Vorteile des Neurofeedback:

  • Verbesserte Aufmerksamkeit und Konzentration
  • Individuell anpassbar
  • Nebenwirkungsfrei

Studien zeigen, dass Neurofeedback in Kombination mit anderen Therapieformen, wie Verhaltenstherapie oder Ergotherapie, besonders effektiv sein kann. Durch das gezielte Training der Gehirnwellen können Betroffene lernen, ihre Symptome besser zu kontrollieren und ihren Alltag deutlich zu verbessern.

Selbstführungsstrategien zur Entfaltung des Potenzials

Selbstführung bezieht sich auf die Fähigkeit einer Person, ihre eigenen Gedanken, Emotionen und Verhaltensweisen zu steuern und zu lenken, um ihre Ziele zu erreichen. Es geht darum, Verantwortung für das eigene Handeln zu übernehmen und die notwendigen Schritte zu unternehmen, um positive Veränderungen zu bewirken.

Selbstführung beinhaltet eine Reihe von Fähigkeiten und Strategien, darunter Selbstbewusstsein, Selbstkontrolle, Selbstmotivation und Zielsetzung. Diese Fähigkeiten können dazu beitragen, das Selbstvertrauen zu stärken, die Produktivität zu erhöhen und das allgemeine Wohlbefinden zu verbessern.

Für Menschen mit ADHS kann Selbstführung besonders wichtig sein. Sie kann ihnen helfen, ihre Symptome besser zu bewältigen, ihre Stärken zu nutzen und ihre Herausforderungen zu überwinden.

Es gibt verschiedene Selbstführungsstrategien, die dazu beitragen können, das Potenzial von Menschen mit ADHS freizusetzen. Eine dieser Strategien ist die Selbstbeobachtung und Selbstreflexion. Dies beinhaltet das regelmäßige Nachdenken über das eigene Verhalten, die eigenen Gedanken und Emotionen und die Auswirkungen dieser auf die eigene Leistung und das Wohlbefinden.

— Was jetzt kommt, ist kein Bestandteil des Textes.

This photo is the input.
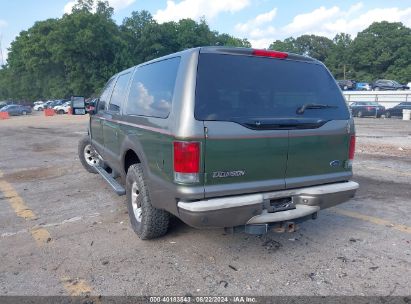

Eine weitere wichtige Strategie ist die Selbstzielsetzung. Diese beinhaltet das Festlegen von klaren, spezifischen und erreichbaren Zielen und das regelmäßige Überprüfen des Fortschritts in Richtung dieser Ziele.

Die Selbstmotivation ist ebenfalls eine wichtige Strategie. Dies kann erreicht werden, indem man sich auf seine Stärken und Erfolge konzentriert, positive Selbstgespräche führt und Selbstbelohnungen für erreichte Ziele setzt.